Thirty-three percent (14 of 43) of chronic-phase CML patients achieved MR4 (4-log reduction in BCR-ABL transcripts).
The most common non-hematologic treatment-related adverse events in all patients in this trial included rash (42%), arthralgia (20%), increased lipase (20%), fatigue (19%) and dry skin (19%), with the majority of these being grades 1 or 2 in severity. The most common hematologic treatment-related adverse events included thrombocytopenia (34%), neutropenia (14%) and anemia (12%), with thrombocytopenia and neutropenia being primarily grades 3 or 4 in severity.
PACE Trial MMR Rates in Chronic-Phase CML Patients
The ongoing pivotal Phase 2 PACE trial enrolled 449 patients with chronic myeloid leukemia (CML) or Philadelphia-positive acute lymphoblastic leukemia (Ph+ ALL), who are resistant or intolerant to dasatinib or nilotinib or who have the T315I mutation.
With a median follow up of 15 months, 34 percent (91 of 267) of chronic-phase CML patients achieved MMR; the reported prior MMR rate to their most recent TKI was three percent.
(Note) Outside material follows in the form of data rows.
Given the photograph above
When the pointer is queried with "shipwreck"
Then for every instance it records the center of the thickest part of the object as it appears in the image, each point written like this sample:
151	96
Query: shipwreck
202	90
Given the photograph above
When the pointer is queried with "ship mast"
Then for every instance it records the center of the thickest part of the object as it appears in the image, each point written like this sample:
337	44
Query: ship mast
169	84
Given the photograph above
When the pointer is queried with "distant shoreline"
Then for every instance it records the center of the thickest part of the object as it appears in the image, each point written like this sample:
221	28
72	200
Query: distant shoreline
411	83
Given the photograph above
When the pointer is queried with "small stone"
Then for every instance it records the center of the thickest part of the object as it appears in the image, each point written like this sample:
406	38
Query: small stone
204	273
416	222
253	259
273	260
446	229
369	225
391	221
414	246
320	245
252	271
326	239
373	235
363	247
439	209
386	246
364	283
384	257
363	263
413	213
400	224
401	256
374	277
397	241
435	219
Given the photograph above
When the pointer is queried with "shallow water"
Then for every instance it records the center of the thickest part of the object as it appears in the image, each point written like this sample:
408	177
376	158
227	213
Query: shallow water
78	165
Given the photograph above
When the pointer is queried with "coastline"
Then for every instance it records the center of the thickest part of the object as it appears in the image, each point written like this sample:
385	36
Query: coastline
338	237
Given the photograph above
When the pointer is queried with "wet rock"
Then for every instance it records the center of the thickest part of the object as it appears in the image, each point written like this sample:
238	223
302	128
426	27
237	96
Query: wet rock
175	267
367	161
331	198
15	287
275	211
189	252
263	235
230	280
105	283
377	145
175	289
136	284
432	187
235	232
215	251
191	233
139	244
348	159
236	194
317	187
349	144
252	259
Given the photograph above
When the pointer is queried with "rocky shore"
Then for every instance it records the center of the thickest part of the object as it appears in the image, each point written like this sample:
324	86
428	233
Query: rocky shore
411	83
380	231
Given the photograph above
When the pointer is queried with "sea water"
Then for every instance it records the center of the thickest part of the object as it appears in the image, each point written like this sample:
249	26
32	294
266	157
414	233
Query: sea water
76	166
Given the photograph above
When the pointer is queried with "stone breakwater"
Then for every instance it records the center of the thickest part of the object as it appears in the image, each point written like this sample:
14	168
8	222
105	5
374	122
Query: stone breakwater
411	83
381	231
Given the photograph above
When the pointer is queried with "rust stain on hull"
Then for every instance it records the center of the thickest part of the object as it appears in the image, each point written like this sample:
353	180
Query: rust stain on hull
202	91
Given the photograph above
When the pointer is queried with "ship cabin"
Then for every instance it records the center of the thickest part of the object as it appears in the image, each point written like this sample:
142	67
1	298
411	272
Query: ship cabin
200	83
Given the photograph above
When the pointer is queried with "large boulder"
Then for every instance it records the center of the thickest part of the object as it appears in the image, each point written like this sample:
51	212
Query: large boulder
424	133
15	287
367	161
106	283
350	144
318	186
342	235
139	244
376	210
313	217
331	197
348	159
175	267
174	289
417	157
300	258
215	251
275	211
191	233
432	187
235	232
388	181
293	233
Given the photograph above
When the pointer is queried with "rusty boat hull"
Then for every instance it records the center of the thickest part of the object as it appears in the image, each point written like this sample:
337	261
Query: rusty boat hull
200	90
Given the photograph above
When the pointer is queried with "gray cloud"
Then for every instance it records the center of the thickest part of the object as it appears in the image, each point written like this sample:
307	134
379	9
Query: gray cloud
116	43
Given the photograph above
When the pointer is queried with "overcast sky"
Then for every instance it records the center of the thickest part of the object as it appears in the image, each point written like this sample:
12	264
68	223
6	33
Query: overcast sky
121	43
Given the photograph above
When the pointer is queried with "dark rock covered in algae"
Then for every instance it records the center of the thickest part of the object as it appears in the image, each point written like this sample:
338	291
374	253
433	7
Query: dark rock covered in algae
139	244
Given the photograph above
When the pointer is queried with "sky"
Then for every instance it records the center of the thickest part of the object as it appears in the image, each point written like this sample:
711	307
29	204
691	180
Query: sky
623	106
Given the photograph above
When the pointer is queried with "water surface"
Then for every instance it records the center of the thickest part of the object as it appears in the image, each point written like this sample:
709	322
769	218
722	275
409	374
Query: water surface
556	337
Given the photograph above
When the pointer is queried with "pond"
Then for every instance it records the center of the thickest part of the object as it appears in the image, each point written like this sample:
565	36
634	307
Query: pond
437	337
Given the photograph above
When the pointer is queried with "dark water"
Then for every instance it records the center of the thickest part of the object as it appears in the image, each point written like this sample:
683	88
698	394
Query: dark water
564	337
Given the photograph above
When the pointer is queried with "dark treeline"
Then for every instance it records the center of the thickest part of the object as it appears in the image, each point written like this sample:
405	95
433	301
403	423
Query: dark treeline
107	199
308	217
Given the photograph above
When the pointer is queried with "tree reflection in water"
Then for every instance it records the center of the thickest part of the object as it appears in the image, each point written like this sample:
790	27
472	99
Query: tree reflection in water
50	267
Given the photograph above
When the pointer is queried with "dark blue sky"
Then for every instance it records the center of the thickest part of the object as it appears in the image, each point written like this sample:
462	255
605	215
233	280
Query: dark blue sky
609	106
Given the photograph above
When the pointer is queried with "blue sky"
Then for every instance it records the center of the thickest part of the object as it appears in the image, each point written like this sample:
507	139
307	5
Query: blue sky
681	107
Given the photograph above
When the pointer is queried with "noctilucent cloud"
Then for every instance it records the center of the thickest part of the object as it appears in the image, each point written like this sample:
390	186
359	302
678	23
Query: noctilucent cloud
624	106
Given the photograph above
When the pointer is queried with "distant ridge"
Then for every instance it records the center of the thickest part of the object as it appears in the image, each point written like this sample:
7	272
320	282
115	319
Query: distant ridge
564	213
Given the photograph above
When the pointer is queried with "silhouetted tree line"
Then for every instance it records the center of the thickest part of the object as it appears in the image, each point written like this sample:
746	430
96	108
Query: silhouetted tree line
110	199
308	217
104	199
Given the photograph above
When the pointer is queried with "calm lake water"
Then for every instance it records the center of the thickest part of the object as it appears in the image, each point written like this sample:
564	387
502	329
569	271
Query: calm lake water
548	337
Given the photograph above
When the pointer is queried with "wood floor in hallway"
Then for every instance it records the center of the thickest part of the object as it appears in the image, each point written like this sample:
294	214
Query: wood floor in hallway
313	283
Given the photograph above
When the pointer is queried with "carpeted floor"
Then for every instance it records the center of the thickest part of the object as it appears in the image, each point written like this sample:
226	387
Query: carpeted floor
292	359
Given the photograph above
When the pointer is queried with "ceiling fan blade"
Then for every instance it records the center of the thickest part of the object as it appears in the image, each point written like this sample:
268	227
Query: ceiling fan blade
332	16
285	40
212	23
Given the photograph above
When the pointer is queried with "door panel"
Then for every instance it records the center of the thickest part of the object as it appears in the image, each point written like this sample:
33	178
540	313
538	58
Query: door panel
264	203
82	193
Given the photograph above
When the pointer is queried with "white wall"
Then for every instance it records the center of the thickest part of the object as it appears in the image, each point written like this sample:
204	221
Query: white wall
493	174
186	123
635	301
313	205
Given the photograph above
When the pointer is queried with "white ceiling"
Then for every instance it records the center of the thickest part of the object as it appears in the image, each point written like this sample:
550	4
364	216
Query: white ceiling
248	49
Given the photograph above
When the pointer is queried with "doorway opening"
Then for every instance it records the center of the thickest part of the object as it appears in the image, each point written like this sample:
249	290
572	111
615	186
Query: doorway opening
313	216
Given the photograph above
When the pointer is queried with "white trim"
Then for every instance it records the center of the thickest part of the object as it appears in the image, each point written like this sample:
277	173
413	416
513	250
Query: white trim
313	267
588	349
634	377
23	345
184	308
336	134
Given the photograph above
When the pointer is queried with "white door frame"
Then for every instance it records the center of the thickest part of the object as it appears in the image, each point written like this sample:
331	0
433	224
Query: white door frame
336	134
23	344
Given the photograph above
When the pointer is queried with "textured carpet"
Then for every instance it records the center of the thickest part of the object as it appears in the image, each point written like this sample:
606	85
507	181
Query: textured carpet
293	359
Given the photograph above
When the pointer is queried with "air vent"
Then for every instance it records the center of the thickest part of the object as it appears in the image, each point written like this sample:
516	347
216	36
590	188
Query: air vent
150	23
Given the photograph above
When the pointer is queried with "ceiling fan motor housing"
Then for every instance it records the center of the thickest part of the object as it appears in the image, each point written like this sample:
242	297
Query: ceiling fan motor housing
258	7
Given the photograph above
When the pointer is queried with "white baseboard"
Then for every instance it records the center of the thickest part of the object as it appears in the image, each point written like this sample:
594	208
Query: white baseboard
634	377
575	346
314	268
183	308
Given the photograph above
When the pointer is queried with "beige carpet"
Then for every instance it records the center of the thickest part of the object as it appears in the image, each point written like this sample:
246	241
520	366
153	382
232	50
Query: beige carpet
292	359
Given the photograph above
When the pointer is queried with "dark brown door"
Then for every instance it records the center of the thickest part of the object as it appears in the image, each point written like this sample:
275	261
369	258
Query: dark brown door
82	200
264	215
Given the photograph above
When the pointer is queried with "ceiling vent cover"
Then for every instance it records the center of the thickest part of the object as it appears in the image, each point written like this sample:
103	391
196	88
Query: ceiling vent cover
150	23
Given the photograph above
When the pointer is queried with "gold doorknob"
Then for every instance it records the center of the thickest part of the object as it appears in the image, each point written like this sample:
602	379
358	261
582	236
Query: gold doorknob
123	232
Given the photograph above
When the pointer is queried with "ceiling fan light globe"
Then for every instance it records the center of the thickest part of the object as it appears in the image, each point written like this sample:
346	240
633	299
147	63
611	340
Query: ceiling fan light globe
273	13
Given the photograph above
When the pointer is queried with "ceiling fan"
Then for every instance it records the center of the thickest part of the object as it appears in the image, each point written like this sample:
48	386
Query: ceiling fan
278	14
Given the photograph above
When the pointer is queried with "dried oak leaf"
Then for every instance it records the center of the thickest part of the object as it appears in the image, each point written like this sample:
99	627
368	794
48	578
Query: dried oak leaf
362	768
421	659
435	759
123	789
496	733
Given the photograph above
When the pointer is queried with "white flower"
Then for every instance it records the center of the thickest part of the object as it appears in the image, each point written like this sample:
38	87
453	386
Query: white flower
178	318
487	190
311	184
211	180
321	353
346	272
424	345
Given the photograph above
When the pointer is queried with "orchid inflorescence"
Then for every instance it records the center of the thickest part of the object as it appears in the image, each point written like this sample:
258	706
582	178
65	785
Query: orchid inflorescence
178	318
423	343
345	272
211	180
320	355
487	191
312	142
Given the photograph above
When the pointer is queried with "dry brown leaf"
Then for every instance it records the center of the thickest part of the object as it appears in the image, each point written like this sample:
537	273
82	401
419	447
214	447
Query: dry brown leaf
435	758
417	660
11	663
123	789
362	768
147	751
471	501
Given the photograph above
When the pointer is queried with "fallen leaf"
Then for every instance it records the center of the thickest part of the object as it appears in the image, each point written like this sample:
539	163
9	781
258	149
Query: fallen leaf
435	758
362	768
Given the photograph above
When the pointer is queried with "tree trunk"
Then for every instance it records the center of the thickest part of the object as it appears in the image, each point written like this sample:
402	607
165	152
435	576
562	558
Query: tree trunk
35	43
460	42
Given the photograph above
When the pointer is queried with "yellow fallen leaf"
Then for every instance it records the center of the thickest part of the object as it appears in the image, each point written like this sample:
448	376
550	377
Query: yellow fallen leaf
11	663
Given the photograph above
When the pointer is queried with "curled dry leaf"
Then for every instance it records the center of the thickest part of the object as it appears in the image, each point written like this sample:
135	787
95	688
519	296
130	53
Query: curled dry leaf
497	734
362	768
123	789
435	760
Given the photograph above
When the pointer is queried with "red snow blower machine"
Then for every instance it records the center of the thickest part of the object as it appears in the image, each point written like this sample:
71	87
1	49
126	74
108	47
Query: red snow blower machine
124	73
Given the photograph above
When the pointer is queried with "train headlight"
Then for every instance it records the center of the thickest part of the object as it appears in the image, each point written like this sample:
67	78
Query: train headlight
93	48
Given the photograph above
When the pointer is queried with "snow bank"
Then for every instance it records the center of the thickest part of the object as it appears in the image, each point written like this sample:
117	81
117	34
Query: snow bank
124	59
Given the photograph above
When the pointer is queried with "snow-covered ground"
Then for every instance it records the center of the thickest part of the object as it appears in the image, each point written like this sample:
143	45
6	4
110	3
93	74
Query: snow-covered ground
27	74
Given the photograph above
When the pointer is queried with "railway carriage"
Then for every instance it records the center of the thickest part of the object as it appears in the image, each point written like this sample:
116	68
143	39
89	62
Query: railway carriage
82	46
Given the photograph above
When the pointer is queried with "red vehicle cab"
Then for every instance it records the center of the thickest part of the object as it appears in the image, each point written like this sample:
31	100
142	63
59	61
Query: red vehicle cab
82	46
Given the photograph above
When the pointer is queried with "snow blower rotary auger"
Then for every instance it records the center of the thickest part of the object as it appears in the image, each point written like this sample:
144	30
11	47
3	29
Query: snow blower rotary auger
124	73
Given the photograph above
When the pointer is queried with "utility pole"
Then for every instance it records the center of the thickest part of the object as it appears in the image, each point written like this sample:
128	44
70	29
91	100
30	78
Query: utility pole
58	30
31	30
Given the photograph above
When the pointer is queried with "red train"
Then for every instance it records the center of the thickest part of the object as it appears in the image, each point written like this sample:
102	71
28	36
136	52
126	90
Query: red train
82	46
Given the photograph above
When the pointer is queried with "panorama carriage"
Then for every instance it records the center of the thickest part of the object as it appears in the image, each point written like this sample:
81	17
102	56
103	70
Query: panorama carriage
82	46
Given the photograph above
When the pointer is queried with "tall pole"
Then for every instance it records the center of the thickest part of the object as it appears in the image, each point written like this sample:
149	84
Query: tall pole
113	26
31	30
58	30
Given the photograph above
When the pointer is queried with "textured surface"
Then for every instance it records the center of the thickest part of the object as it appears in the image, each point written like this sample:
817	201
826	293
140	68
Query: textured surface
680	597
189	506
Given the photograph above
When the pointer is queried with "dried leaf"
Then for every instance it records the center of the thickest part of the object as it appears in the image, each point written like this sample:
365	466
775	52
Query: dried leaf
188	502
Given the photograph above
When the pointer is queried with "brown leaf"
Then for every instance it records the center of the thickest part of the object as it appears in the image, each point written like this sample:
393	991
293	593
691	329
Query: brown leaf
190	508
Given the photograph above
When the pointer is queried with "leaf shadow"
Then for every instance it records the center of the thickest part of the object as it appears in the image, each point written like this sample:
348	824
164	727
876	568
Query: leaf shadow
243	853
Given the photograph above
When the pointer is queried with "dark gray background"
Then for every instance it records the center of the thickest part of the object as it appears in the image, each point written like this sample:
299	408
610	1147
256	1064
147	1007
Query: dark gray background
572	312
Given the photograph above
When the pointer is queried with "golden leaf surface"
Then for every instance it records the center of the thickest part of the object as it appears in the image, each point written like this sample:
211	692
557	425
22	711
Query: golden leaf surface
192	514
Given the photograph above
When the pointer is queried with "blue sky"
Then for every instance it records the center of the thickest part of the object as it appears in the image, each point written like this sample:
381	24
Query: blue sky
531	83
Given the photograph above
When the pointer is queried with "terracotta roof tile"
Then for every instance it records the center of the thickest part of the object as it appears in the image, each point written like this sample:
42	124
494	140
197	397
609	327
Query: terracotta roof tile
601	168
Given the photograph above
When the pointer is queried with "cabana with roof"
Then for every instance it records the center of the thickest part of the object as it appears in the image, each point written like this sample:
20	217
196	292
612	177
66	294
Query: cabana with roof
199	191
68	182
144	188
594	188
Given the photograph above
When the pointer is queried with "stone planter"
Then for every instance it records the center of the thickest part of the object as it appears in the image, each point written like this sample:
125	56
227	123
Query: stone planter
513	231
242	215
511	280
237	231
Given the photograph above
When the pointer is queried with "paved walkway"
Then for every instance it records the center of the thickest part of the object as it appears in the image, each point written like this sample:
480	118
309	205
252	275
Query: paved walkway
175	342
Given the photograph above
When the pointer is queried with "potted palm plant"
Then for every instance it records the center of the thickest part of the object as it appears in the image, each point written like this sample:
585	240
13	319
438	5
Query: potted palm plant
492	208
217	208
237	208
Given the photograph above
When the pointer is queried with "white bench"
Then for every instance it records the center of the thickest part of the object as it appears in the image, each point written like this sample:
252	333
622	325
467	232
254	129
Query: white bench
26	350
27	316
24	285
Fifteen percent (39 of 267) of patients achieved a 4.5-log reduction of BCR-ABL transcripts (MR4.5).
Fifty-three percent (10 of 19) of chronic-phase patients who failed only one prior approved TKI achieved MMR with ponatinib.
The median time to MMR among responders was 6 months. MMR was durable with 81 percent of patients estimated to remain in MMR at 12 months (by Kaplan-Meier analysis). Median duration of MMR among chronic-phase CML patients has not yet been reached.
The most common non-hematologic treatment-emergent adverse events in all patients in the PACE trial included rash (38%), abdominal pain (38%), headache (35%), dry skin (35%), and constipation (34%), with the majority of these being grades 1 or 2 in severity.
The most common hematologic treatment-emergent adverse events were thrombocytopenia (42%), neutropenia (24%), and anemia (20%), which were primarily grades 3 or 4 in severity.
Pancreatitis and pneumonia were the most common non-hematologic treatment-emergent serious adverse events (5% each), followed by abdominal pain (4%), myocardial infarction (3%), congestive heart failure (3%), atrial fibrillation (3%), and pyrexia (3%). The most common hematologic serious adverse events were anemia, febrile neutropenia, and thrombocytopenia (3% each).
Internally discovered at ARIAD, ponatinib is an investigational BCR-ABL inhibitor that also selectively inhibits certain other tyrosine kinases in preclinical studies, including FLT3, RET, KIT, and the members of the FGFR, PDGFR and VEGFR families of kinases.